Jones Awuah

Personal information
- Full name: Jones Awuah
- Date of birth: 7 October 1983 (age 41)
- Place of birth: Ghana
- Height: 6 ft 0 in (1.83 m)
- Position(s): Forward

Youth career
- 000?–2002: Gillingham

Senior career*
- Years: Team / Apps / (Gls)
- 2002–2005: Gillingham / 4 / (0)
- 2002: → Sittingbourne (loan) / 1
- 2004: → Dover Athletic (loan)
- 2004–2005: → Worthing (loan)
- → Woking (loan)
- 2005–: Aveley
- 2005–2006: Bromley
- 2006: Sutton United
- 2006–: Beckenham Town
- 2007–2008: Dorchester Town
- 2008: Fisher Athletic
- Maidenhead United
- 2008–2009: Bognor Regis Town
- 2009: Winchester City
- 2009: Weymouth
- 2009–2010: Carshalton Athletic
- 2010–2011: Ashford Town / 42 / (23)
- 2011–2012: Burgess Hill Town

= Jones Awuah =

Ghanaian association football player

Jones Awuah (born 7 October 1983) is a Ghanaian association football player.

== Career ==

===Professional===
He began his career with Gillingham and made his professional debut in the Football League First Division against Nottingham Forest on 18 September 2002. Whilst at Gillingham he had loan periods at Sittingbourne in October 2002, Dover Athletic in February 2004, Worthing and Woking.

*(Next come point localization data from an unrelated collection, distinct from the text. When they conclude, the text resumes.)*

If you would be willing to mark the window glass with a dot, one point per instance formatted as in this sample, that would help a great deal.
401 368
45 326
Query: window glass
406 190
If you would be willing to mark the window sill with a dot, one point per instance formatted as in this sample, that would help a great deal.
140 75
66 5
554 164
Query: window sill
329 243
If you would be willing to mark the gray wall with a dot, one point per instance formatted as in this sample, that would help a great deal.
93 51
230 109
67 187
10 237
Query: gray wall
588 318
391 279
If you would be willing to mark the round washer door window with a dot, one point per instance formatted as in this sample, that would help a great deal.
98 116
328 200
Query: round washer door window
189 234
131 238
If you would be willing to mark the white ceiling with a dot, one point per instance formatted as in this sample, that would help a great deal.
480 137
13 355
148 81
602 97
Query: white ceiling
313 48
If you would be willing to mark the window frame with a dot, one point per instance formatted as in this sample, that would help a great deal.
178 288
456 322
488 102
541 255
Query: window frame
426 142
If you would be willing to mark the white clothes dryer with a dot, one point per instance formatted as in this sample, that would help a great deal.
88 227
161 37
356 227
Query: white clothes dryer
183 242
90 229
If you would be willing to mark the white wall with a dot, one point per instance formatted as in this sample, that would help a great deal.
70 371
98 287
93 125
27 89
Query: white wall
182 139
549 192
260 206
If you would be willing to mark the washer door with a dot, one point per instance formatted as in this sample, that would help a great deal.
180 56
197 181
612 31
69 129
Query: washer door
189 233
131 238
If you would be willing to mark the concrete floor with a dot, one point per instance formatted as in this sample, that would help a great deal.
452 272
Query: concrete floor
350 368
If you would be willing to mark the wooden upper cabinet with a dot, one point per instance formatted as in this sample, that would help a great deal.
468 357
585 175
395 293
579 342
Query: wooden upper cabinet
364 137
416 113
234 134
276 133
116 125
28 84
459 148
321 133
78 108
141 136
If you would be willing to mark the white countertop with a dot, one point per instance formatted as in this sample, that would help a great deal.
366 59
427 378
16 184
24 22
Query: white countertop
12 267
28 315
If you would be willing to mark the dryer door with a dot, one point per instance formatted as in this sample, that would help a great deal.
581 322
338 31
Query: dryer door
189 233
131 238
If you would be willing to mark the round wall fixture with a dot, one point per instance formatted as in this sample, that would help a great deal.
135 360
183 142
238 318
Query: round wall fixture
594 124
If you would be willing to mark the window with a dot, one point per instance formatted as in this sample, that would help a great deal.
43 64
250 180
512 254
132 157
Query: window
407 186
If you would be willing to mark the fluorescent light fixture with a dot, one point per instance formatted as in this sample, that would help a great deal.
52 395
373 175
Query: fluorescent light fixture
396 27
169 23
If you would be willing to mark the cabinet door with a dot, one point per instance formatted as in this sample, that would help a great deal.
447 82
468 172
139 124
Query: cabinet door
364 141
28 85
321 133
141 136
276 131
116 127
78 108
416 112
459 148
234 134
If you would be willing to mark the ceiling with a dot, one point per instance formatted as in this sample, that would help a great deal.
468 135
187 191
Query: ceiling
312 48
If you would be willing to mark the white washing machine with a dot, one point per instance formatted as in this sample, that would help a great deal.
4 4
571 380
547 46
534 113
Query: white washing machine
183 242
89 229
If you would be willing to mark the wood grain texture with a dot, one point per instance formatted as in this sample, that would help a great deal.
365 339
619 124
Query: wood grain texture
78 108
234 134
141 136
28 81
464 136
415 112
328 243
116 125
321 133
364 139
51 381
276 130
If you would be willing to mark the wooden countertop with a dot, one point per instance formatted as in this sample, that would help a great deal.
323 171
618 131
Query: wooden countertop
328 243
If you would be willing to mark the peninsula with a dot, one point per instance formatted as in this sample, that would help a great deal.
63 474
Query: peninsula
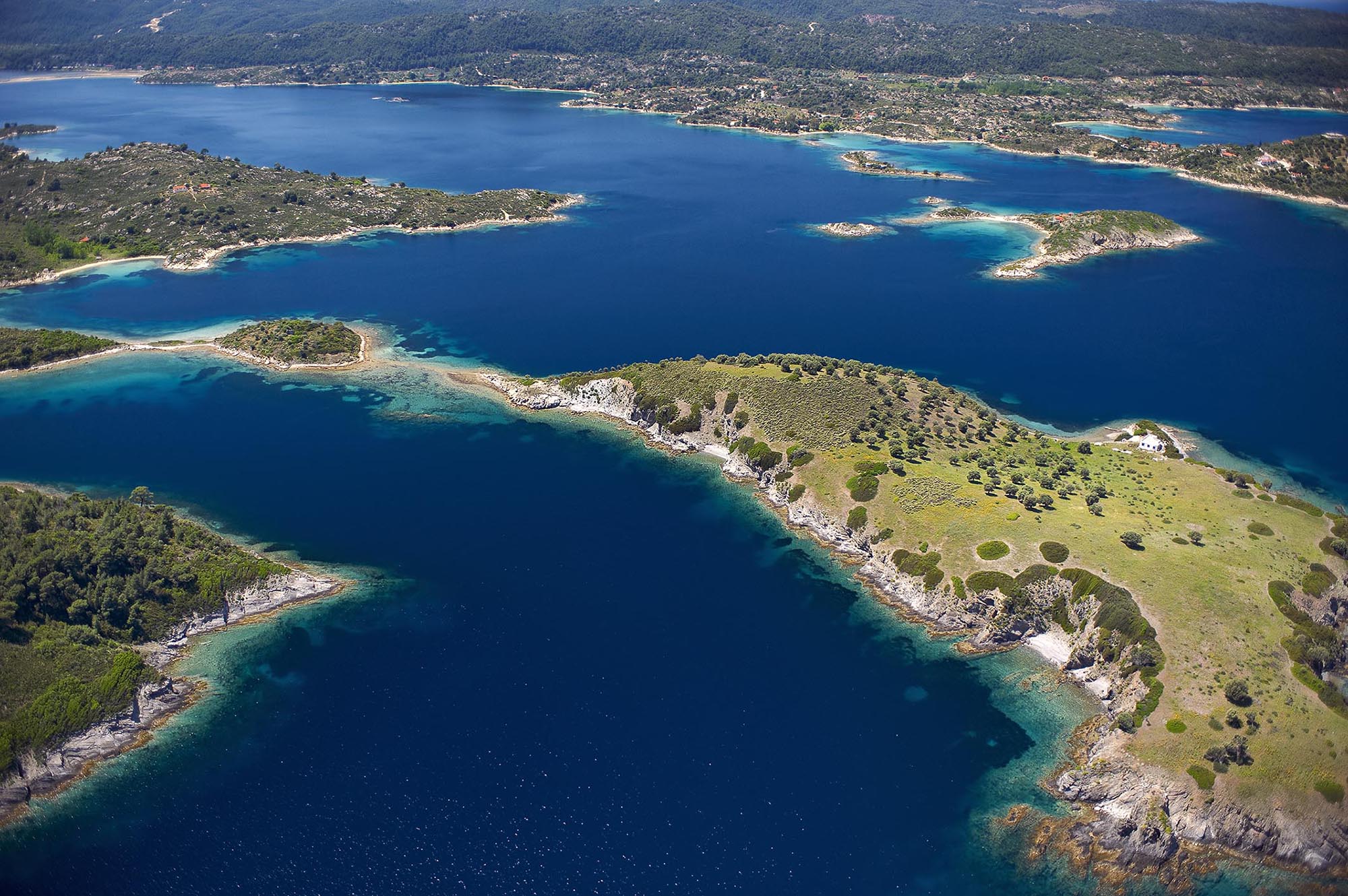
866 162
285 344
152 200
1203 610
1071 236
98 598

He was released in the summer of 2005 by Gillingham.

===Semi-professional===
He then dropped into non-league football, playing for Aveley and Bromley in 2005, Sutton United where he moved in February 2006, and Beckenham Town in late 2006.

He joined Dorchester Town on a short-term deal in August 2007, making his first team debut on 14 August against Havant & Waterlooville. He moved to Fisher Athletic in February 2008 and Bognor Regis Town in December 2008. A move to Winchester City followed in March 2009, and then quickly onto Weymouth.

He then joined Carshalton Athletic for a time before being released, next joining Middlesex side Ashford Town in February 2010. At the start of the 2011–12 season he joined Burgess Hill Town and was released by the club at the end of January 2012.